As is normally the case, the local data may generate some intermittent AUD volatility, but it will probably be overshadowed by offshore forces. Indeed, Q1 Australian GDP should confirm what is already known. Higher interest rates are working to slow demand, particularly across the household sector. And although the larger population may be holding things up to a degree on an aggregate level, activity per capita is moving backwards. Very modest GDP growth of ~0.1-0.2% is projected for Q1, which if realised would see annual growth slow to one of its lowest run rates, outside of the pandemic shocks, in the past 30 years. That said, given the stickiness in domestic inflation (which could be reinforced by another solid award/minimum wage hike), resilience in the labour market, and incoming income support from the stage 3 tax cuts the RBA may not be able to let up for some time. Markets appear to agree with the first full RBA rate cut now not discounted until late-2025.

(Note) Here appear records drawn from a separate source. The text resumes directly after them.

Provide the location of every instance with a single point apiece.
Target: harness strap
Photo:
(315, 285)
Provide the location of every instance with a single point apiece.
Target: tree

In our opinion, the divergence between the RBA and other central banks should continue to give the AUD support over the medium-term. While ‘hawkish sounding rate cuts’ by the BoC and ECB this week might generate a knee-jerk dip in AUD/CAD and AUD/EUR (see above), we don’t believe the positive underlying trends should change. Moreover, as discussed, we feel the USD could remain on the backfoot if as we expect the string of US labour market data shows conditions are cooling and US Fed rate cut expectations are added to.